Q&A: Tapping IRA creates a taxing problem

Dear Liz: I took $250,000 out of my retirement account in 2019 to set up five 529 accounts for my young grandchildren. As a result, my federal and state tax bills are $80,000. I’ll need to take that money out of my IRA. Will I keep having to pay large tax bills in order to pay for that one-time large withdrawal?

Answer: While your heart was in the right place, your money wasn’t. Withdrawals from IRAs are taxable, and such a large withdrawal almost certainly pushed you into a much higher tax bracket. If you had consulted a financial planner or a tax pro, they would have advised you to either fund the 529s from a non-retirement account or to make smaller withdrawals over several years to avoid such a big tax hit.
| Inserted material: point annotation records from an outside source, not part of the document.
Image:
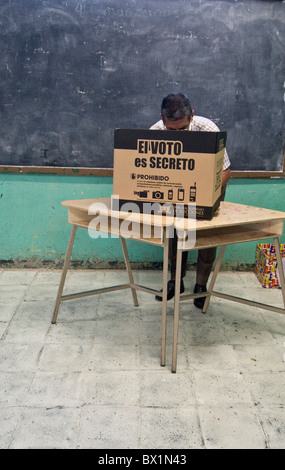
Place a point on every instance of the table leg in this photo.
(129, 270)
(164, 299)
(280, 266)
(63, 274)
(213, 278)
(176, 309)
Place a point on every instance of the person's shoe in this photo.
(170, 290)
(199, 302)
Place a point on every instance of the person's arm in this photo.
(226, 176)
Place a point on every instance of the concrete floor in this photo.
(94, 380)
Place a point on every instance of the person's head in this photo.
(176, 111)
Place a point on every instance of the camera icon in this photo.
(157, 195)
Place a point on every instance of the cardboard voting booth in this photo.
(177, 169)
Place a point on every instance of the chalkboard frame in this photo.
(63, 21)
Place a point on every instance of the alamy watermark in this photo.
(149, 225)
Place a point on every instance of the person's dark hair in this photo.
(176, 106)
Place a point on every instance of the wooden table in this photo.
(233, 223)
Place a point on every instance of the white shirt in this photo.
(198, 124)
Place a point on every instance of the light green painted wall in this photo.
(34, 230)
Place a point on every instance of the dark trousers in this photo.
(205, 258)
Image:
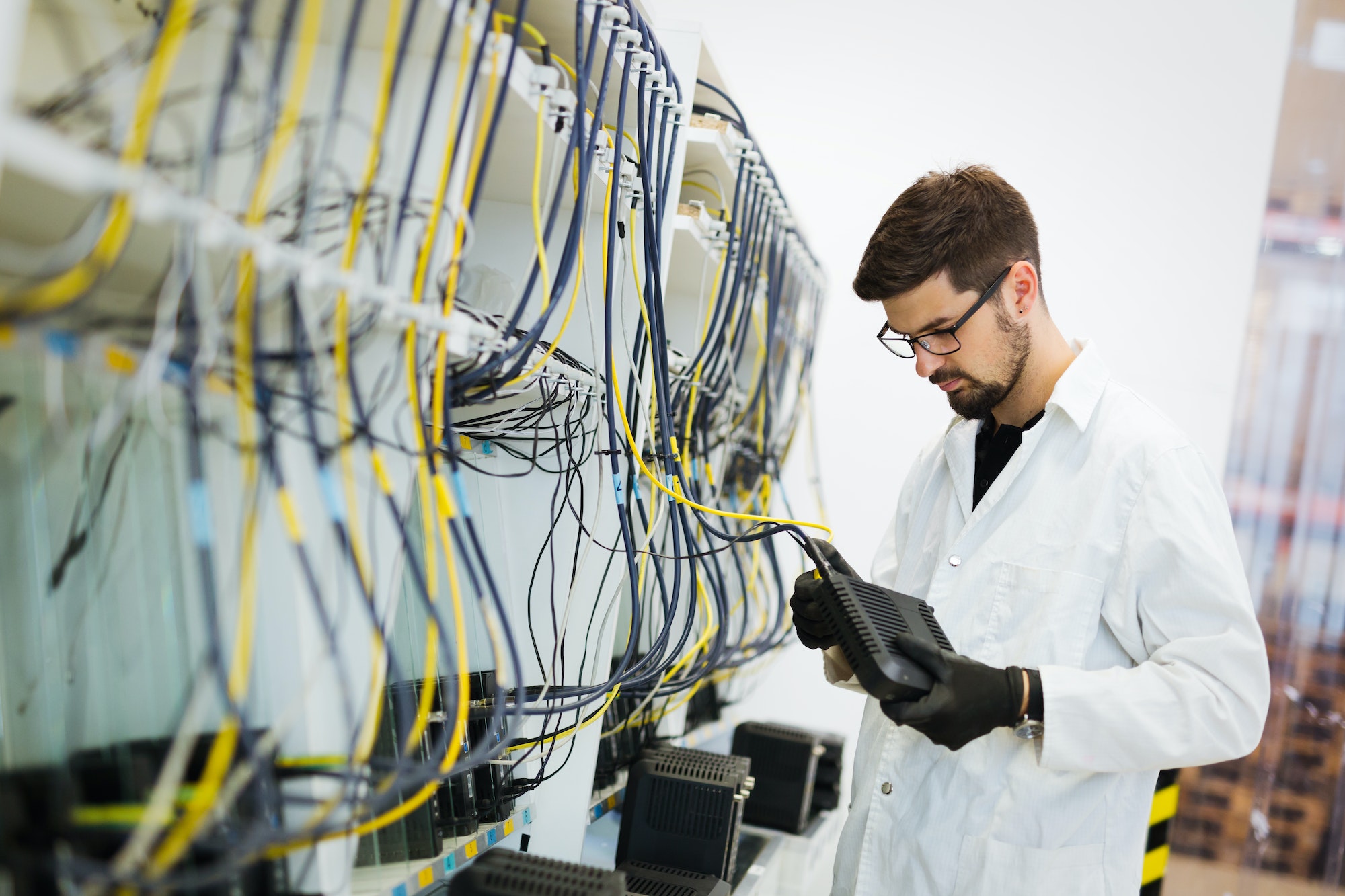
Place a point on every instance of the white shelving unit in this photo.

If you continue to tap your IRA, you will continue to owe taxes on the money you withdraw. The $80,000 will incur state and federal taxes. If you again pay the tax bill on the $80,000 using your IRA, you’ll owe taxes on that money as well, and so on.

You may not think that’s fair, but the reason your IRA is taxable now is because you got a tax deduction when you made the original contributions, and the money has been growing tax deferred in the meantime. Eventually, the government wants to get paid back for those tax breaks.

Q&A: Once is enough for tax returns

Dear Liz: You’ve covered the fact that 2019 tax refunds, especially for those of us who filed paper returns, are delayed. After days of trying to get through to someone at the IRS, I actually connected with an agent. After he told me there are massive problems in their mailroom, I said I was going to file again except this time I would do it electronically. His response, “Don’t do that because it will be a mess.” Can you check with your IRS contacts and see if they are adamant against refiling electronically?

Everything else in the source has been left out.